France’s highest court on Wednesday upheld former President Nicolas Sarkozy’s corruption conviction, ordering him to wear an electronic tag for a year. The ruling by the Cour de Cassation means that Sarkozy- who was in power from 2007 to 2012- must now wear an electronic monitoring bracelet for the next one year.
Sarkozy had initially appealed against the conviction, for which he had been handed a three-year prison sentence. Two of the years were suspended, and the former presidents is to wear the electronic monitoring bracelet rather than going to prison for the remainder of the year.
Sarkozy, 69, reacted by saying he was not prepared to accept ‘the profound injustice’ and would now head to the European Court of Human Rights to challenge the verdict. “The challenge that I will be bringing to the European Court of Human Rights may, alas, lead to a condemnation against France,” Sarkozy wrote on the social media platform X. “I want to once again state that I am clearly innocent,” he added.
This latest move at the Strasbourg-based ECHR will, however, not hold up today’s verdict from being carried out. The sanction now comes into force, Sarkozy having exhausted all the legal avenues in the case in France.
His lawyer Patrice Spinosi said it was a “sad day” when “a former president is required to take action before European judges to have condemned a state over whose destiny he once presided.”
Earlier in 2021, a lower court found that Sarkozy and his former lawyer, Thierry Herzog, had formed a “corruption pact” with judge Gilbert Azibert to obtain and share information about a legal investigation.
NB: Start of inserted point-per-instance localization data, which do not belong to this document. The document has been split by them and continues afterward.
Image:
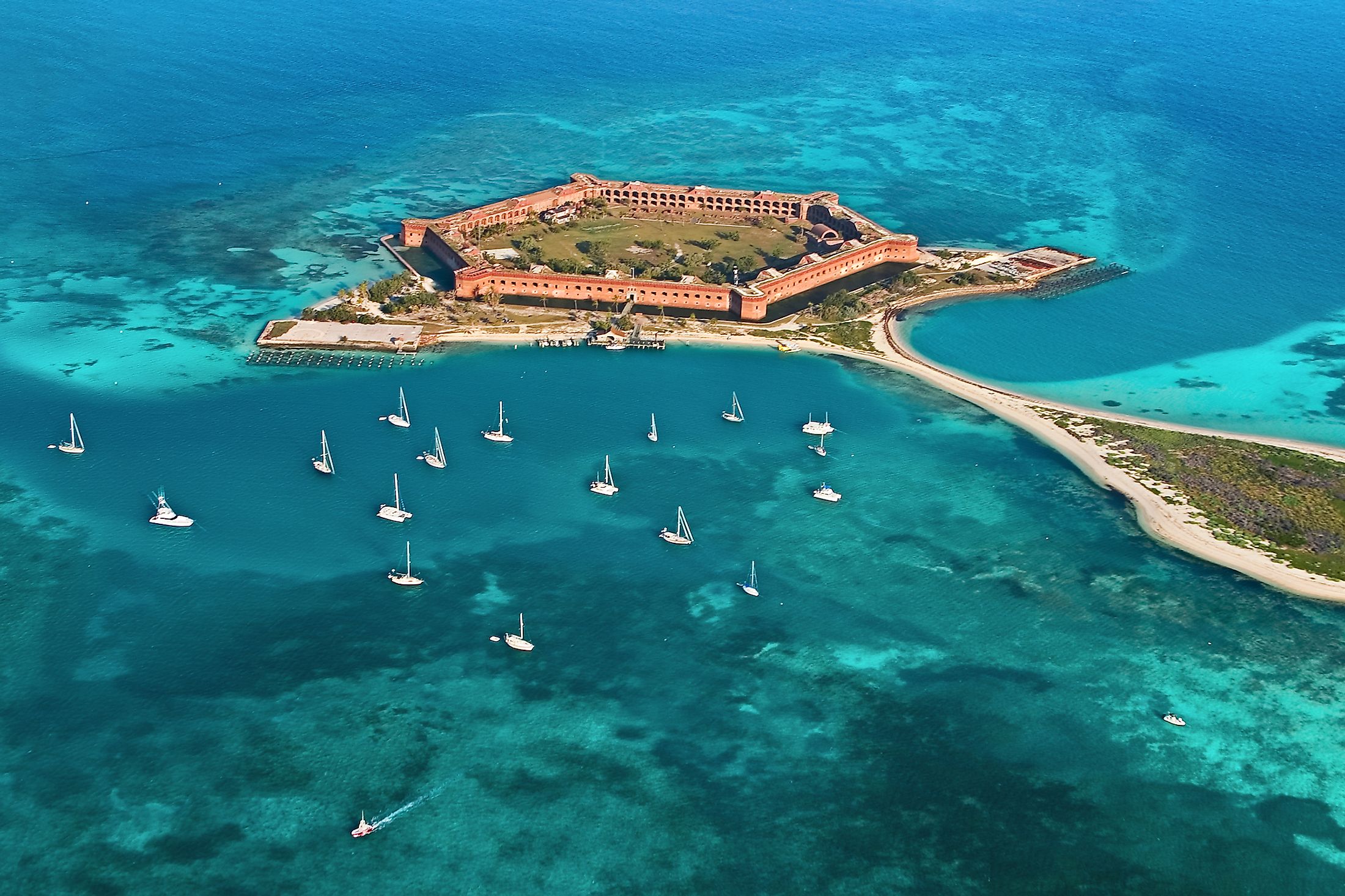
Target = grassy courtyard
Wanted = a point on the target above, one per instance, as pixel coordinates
(660, 249)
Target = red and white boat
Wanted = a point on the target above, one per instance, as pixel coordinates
(364, 829)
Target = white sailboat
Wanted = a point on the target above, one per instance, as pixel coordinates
(822, 428)
(684, 532)
(517, 642)
(76, 444)
(436, 458)
(498, 433)
(826, 493)
(325, 463)
(604, 486)
(407, 578)
(734, 415)
(394, 512)
(750, 586)
(164, 514)
(402, 417)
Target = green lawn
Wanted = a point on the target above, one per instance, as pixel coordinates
(617, 235)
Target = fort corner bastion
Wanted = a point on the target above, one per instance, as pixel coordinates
(839, 243)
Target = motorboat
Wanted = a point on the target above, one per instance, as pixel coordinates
(819, 428)
(518, 642)
(364, 829)
(750, 586)
(735, 413)
(404, 416)
(325, 463)
(684, 532)
(76, 444)
(394, 512)
(826, 493)
(498, 433)
(407, 578)
(164, 514)
(436, 458)
(604, 486)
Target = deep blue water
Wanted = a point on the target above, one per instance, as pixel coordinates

The corruption case that led to Wednesday’s ruling concentrated on phone conversations that took place on February 2014. At the time, investigative judges had launched an inquiry into the financing of Sarkozy’s 2007 presidential campaign.
During the inquiry, it was later discovered that Sarkozy and his lawyer Thierry Herzog were communicating via secret mobile phones registered to the alias “Paul Bismuth.” The crimes were specified as influence-peddling and violation of professional secrecy.
The 2021 ruling was a legal landmark for post-war France. The only precedent was the trial of Sarkozy’s predecessor Jacques Chirac, who got a two-year suspended sentence in 2011 for having arranged bogus jobs at Paris city hall for allies when he was Paris mayor. Chirac died in 2019.